Microsoft is tracking a financially motivated actor it calls Storm-2949 that abuses the Microsoft 365 Self-Service Password Reset flow to hijack high-value identities and then exfiltrate as much data as possible. The actor socially engineers IT staff and senior leaders, kicks off an SSPR reset, then poses as IT support and convinces the victim to approve the resulting MFA prompt. Once in, Storm-2949 uses Graph API and custom Python to enumerate the tenant, downloads thousands of OneDrive and SharePoint files in single actions, and pivots into Azure - VMs, Key Vaults, SQL, storage - via privileged custom RBAC roles.

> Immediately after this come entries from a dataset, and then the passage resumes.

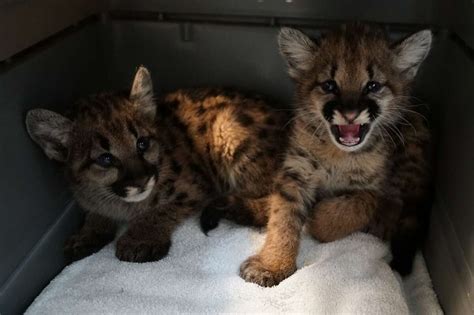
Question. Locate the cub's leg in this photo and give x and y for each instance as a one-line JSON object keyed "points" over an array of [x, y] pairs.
{"points": [[294, 190], [148, 237], [337, 217], [244, 211], [409, 236], [96, 232]]}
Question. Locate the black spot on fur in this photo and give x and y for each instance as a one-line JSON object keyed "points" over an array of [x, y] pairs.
{"points": [[201, 110], [181, 196], [202, 128], [132, 129], [294, 176], [176, 167], [286, 195], [241, 150], [263, 134], [104, 142], [373, 108], [244, 119], [270, 121]]}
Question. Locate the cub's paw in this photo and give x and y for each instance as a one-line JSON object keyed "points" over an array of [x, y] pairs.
{"points": [[136, 250], [253, 270], [402, 266], [80, 246]]}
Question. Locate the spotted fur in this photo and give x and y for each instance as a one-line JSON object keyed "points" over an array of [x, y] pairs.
{"points": [[153, 163], [357, 158]]}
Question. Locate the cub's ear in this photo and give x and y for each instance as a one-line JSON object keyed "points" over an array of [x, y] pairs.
{"points": [[410, 52], [142, 92], [51, 131], [297, 49]]}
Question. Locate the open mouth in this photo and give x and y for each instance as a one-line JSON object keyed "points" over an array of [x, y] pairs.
{"points": [[350, 135], [137, 194]]}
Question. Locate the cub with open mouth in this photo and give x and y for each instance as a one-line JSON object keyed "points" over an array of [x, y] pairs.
{"points": [[358, 158]]}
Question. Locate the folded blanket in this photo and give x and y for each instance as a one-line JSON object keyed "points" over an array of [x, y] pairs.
{"points": [[200, 274]]}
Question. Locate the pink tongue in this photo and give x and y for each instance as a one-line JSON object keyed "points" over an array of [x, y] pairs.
{"points": [[349, 131]]}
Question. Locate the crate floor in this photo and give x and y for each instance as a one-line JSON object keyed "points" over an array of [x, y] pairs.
{"points": [[200, 275]]}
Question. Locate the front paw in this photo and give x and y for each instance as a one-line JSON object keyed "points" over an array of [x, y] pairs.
{"points": [[80, 246], [254, 270], [136, 250]]}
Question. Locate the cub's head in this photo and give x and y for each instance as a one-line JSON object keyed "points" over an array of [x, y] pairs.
{"points": [[353, 82], [109, 146]]}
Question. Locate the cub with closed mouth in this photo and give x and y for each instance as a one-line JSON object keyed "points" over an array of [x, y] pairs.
{"points": [[152, 163]]}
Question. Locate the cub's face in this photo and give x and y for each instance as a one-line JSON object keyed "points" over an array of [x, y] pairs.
{"points": [[110, 149], [353, 82]]}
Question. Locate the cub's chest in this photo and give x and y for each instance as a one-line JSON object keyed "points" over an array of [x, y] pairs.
{"points": [[354, 172]]}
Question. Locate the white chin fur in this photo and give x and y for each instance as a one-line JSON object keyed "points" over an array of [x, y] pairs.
{"points": [[134, 194]]}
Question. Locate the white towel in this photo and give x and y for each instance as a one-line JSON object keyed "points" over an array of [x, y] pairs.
{"points": [[200, 274]]}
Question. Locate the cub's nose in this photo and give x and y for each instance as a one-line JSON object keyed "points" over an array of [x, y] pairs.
{"points": [[350, 116], [137, 194]]}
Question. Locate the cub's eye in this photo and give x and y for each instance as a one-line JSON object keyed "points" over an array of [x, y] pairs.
{"points": [[105, 160], [373, 87], [330, 86], [143, 144]]}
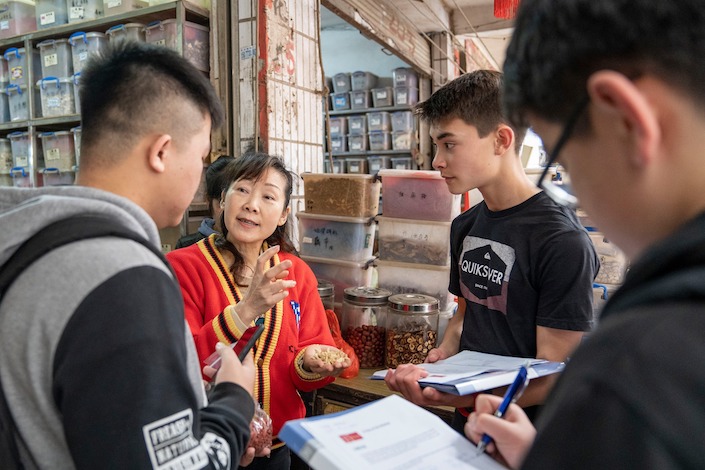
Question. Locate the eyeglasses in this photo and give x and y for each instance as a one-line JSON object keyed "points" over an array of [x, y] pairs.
{"points": [[558, 188]]}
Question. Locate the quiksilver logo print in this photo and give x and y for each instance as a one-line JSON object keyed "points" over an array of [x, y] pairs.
{"points": [[485, 266]]}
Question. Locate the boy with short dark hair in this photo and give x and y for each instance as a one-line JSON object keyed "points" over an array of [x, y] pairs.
{"points": [[98, 367], [615, 89], [522, 266]]}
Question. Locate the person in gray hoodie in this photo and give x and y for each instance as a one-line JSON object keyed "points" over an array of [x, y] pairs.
{"points": [[97, 365]]}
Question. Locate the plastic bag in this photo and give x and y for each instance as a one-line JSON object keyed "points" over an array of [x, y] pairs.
{"points": [[343, 345], [260, 430]]}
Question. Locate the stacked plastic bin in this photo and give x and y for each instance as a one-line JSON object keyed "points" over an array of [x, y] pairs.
{"points": [[414, 234], [337, 228]]}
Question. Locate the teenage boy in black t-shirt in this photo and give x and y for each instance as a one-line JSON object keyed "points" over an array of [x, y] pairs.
{"points": [[521, 265]]}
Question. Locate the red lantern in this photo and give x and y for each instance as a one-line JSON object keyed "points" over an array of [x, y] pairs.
{"points": [[505, 9]]}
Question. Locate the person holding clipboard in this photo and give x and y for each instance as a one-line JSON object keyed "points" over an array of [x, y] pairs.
{"points": [[615, 90]]}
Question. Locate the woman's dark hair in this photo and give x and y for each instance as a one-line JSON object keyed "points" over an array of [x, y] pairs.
{"points": [[251, 166]]}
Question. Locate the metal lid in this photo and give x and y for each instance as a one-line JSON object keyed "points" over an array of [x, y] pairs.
{"points": [[325, 288], [367, 295], [413, 303]]}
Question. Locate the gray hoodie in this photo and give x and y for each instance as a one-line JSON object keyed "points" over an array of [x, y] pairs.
{"points": [[97, 364]]}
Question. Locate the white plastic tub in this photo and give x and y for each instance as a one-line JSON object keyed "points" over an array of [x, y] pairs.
{"points": [[330, 236], [343, 195], [55, 57], [84, 45], [51, 13], [57, 96], [195, 47], [59, 151], [417, 194], [17, 17], [80, 10], [406, 278], [342, 274], [414, 241]]}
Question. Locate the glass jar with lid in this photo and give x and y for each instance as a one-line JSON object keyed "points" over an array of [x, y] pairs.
{"points": [[326, 290], [364, 317], [412, 328]]}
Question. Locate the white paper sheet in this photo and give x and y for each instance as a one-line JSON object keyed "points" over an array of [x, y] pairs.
{"points": [[393, 433]]}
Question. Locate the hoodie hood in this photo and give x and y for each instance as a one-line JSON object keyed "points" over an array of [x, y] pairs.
{"points": [[25, 211]]}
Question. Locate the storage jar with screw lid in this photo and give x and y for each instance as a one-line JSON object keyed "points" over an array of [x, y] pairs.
{"points": [[364, 317], [412, 328], [326, 290]]}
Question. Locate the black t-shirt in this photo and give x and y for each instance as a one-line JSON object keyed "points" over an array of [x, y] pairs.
{"points": [[527, 266]]}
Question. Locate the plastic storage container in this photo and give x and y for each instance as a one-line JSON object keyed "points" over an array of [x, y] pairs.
{"points": [[76, 78], [403, 140], [51, 13], [17, 17], [340, 101], [326, 290], [363, 80], [59, 150], [357, 143], [83, 45], [18, 102], [4, 74], [405, 77], [382, 97], [338, 166], [405, 96], [414, 241], [357, 125], [359, 99], [356, 165], [338, 126], [342, 274], [129, 31], [55, 55], [378, 121], [343, 195], [380, 140], [76, 131], [613, 263], [416, 194], [5, 156], [378, 162], [341, 83], [363, 323], [4, 106], [403, 121], [196, 41], [341, 238], [412, 328], [402, 163], [339, 144], [57, 96], [19, 144], [404, 278], [17, 64], [115, 7], [80, 10]]}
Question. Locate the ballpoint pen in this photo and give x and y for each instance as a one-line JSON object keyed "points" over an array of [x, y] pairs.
{"points": [[511, 395]]}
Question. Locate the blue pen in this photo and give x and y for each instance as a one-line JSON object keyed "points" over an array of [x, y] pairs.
{"points": [[297, 311], [512, 394]]}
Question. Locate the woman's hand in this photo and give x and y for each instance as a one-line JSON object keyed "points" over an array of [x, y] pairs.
{"points": [[512, 435], [324, 360], [268, 287]]}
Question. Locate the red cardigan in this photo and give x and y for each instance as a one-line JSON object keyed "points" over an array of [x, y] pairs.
{"points": [[208, 289]]}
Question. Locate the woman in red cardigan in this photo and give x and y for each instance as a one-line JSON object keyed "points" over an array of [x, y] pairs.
{"points": [[250, 274]]}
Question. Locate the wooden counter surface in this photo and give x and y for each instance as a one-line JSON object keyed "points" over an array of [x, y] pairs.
{"points": [[345, 393]]}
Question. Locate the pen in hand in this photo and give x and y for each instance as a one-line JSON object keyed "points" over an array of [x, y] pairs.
{"points": [[511, 395]]}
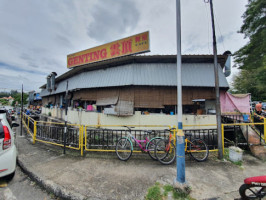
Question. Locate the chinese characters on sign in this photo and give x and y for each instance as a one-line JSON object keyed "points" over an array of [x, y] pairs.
{"points": [[132, 45]]}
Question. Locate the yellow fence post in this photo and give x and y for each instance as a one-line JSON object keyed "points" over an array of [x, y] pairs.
{"points": [[264, 129], [34, 132], [81, 140], [223, 138]]}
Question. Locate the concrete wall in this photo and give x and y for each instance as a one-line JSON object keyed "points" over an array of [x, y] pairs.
{"points": [[94, 118]]}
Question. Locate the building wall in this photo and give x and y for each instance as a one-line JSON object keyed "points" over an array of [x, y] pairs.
{"points": [[94, 118]]}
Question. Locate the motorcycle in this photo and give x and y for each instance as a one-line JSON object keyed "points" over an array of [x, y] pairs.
{"points": [[253, 188]]}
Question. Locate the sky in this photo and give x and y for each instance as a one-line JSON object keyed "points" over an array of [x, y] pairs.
{"points": [[37, 35]]}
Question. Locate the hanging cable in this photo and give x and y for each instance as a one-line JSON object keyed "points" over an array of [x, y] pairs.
{"points": [[208, 27]]}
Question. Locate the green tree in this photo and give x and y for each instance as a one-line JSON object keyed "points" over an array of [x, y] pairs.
{"points": [[17, 98], [4, 102], [251, 58]]}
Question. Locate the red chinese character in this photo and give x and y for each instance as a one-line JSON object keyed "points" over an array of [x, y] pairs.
{"points": [[126, 46], [115, 49], [144, 37], [137, 38]]}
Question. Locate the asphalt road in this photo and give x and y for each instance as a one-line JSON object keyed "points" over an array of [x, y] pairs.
{"points": [[22, 188]]}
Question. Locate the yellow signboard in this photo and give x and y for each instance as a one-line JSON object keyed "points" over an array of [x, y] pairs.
{"points": [[131, 45]]}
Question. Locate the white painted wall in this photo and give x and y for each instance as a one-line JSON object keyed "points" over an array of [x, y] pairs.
{"points": [[94, 118]]}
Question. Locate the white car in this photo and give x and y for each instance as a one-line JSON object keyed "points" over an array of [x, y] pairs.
{"points": [[8, 151]]}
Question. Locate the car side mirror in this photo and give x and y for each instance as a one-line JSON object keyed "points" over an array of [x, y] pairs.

Microsoft's Digital Crimes Unit, supported by law enforcement, has disrupted Fox Tempest, a 'malware-signing-as-a-service' offering that abused Azure Artifact Signing (formerly Trusted Signing) to issue legitimate Microsoft-signed certificates for malware. Operators created more than 1,000 certificates and hundreds of Azure tenants using stolen US and Canadian identities, all valid for 72 hours to reduce takedown risk. Microsoft has revoked the certificates, seized the signspace[.]cloud domain, and taken hundreds of supporting VMs offline. The service signed Oyster, Lumma Stealer, Vidar, and ransomware payloads for Rhysida, Akira, INC, Qilin, and BlackByte, used by groups including Vanilla Tempest and Storm-0501.